I try to avoid a handful of habits during the day specifically to improve my sleep.
Usually these are exactly the ones that naturally happen on long weekends, especially when that includes a trip away from home.
Here's the list (in order of importance) of things I get back into my routine after a long weekend.
Drinking really helps loosen me up, but it makes my sleep pretty worthless. I'm still doing testing to find out exactly how bad it is for me, but I know for sure research has shown it basically disables REM sleep.
REM is when we dream. It is also when we cement memories, which includes learning.
If we're lucky, drinking alcohol just pushes REM to the very end of our sleep when we have all our dreams and can vividly remember how crazy they are when we wake up. When the liver finally metabolizes the alcohol, REM is enabled again.
If we're not lucky, we lose most of the memories and learning from the previous day. We could even start having dreamlike delusions and hallucinations the next day. Basically, our bodies try to get in some REM sleep while we're awake.
Not good. Especially if you want to improve at your job or a skill.
Stop Eating Early
Sleep gets disrupted by stomach contents still being digested and flooding the body with glucose. I eat my final meal of the day at least 2 hours before heading to bed, usually more.
Night time is meant to be restorative. Digesting puts that on pause.
Also, if I eat something like ice cream or sugary treats, my glucose spikes. So? Well, what goes up must come down. Hard. Insulin regulation isn't perfect when dealing with big spikes. Basically what happens is yo-yoing of my blood glucose.

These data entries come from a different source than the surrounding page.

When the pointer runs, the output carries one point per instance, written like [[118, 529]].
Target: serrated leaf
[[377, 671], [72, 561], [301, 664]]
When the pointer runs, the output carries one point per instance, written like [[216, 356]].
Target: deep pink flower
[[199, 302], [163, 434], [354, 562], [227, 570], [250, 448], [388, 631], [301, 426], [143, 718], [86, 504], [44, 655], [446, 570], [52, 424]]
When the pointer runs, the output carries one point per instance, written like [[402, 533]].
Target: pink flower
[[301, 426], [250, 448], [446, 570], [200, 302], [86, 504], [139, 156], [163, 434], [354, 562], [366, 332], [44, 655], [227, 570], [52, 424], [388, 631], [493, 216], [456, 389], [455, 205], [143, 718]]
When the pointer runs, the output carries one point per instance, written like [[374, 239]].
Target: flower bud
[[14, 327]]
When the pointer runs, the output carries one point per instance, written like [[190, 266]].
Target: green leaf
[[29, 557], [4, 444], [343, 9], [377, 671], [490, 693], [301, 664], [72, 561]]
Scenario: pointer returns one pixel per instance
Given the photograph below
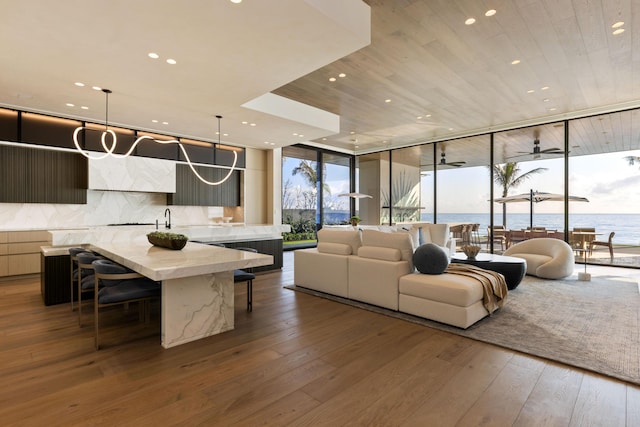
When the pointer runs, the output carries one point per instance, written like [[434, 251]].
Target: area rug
[[591, 325]]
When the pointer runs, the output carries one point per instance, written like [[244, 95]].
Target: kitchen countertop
[[137, 233], [193, 260]]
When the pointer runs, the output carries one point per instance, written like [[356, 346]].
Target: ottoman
[[447, 298]]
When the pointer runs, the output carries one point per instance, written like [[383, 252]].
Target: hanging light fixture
[[109, 149]]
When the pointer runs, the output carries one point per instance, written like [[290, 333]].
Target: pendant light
[[109, 149]]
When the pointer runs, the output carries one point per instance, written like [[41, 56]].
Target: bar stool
[[85, 277], [74, 268], [116, 284], [246, 276]]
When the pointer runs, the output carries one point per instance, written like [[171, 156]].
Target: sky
[[607, 180]]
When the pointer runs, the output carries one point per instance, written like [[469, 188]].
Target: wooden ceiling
[[446, 80]]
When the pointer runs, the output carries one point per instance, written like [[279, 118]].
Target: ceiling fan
[[537, 151], [443, 161]]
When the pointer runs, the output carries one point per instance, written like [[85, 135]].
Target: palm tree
[[309, 173], [508, 176], [632, 160]]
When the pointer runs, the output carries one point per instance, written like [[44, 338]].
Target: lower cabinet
[[20, 251], [267, 247]]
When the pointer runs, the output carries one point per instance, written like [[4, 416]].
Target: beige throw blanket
[[493, 284]]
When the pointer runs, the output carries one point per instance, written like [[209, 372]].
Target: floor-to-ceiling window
[[299, 192], [336, 182], [604, 166], [373, 180], [463, 183], [314, 182]]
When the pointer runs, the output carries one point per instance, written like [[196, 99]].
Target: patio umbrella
[[355, 195], [537, 197]]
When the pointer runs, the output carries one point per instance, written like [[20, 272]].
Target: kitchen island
[[197, 284]]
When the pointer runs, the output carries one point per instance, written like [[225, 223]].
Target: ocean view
[[626, 226]]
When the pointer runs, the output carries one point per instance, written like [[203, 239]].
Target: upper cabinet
[[190, 191], [31, 175]]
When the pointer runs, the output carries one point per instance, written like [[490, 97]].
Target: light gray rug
[[591, 325]]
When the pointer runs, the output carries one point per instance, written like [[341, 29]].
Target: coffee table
[[512, 268]]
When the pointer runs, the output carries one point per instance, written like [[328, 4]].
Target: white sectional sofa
[[376, 267]]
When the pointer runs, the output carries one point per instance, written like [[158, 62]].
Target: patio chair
[[515, 236], [497, 235], [608, 243]]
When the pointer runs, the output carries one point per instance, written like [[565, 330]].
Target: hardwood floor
[[295, 360]]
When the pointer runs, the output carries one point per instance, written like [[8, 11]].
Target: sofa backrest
[[398, 241], [343, 242]]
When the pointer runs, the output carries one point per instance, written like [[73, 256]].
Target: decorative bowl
[[167, 240], [471, 251]]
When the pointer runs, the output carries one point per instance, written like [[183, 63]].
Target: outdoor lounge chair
[[608, 243]]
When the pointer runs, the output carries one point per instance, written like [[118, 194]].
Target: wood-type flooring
[[296, 360]]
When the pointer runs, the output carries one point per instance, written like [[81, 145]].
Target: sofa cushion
[[334, 248], [461, 291], [376, 252], [414, 233], [400, 241], [430, 259], [347, 237]]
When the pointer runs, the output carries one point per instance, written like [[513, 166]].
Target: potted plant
[[167, 240]]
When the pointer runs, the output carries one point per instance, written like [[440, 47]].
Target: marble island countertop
[[193, 260], [138, 233]]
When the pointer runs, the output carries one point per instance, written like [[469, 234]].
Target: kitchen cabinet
[[20, 251], [190, 191]]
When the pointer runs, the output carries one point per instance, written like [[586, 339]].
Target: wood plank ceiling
[[444, 79]]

Blood glucose fluctuations like that completely throw off my body trying to restore.
So, my goal is to stop eating at least 3 hours before I go to sleep and stay away from anything that might spike my blood glucose in the evening.
AAAAAAAGGGGGGGGHHHHH! That's my snarl when I finish the last set of leg day. The kind of effort I put into a tough workout does wonders for sleep.
I'm more tired at the end of the day so I get to sleep better. But, because I did some damage to my muscles, sleep is needed to repair them. It creates a natural need for good sleep, causing me to sleep better and it to do more good.
The only caveat is to not exercise right before bed. It raises body temperature, which needs to be low to sleep well.
Sleep Friendly Environment
Speaking of lowering body temperature, sleep environment is key to help that. I try to keep my bedroom as cold as my wife will stand.
On top of the air temperature, I also have the Eight Sleep Pod Pro Cover, which fills tubes with water that makes my mattress cool.
Add to that dark shades, no lights, and quiet windows. This all creates the ideal sleeping environment to get the most of my nights.
"How did you sleep?" Are you as confused about this question as I am? I dunno how I slept. I was sleeping. Wait, lemme check the footage! Ok, maybe someday that will be interesting, but for now I use a couple of indicators to know if I slept well.
First, did I hit snooze? If I can get up without turning off my alarm and sleeping another hour, I had a good night.
Second, I check Eight Sleep to see what my HRV (heart rate variability) was overnight.
Those two measures tend to confirm each other.
Well, that's what I do to get back on track after getting out of my routine. I hope some of that was interesting or helpful, or you at least got a good laugh at the crazy things I do.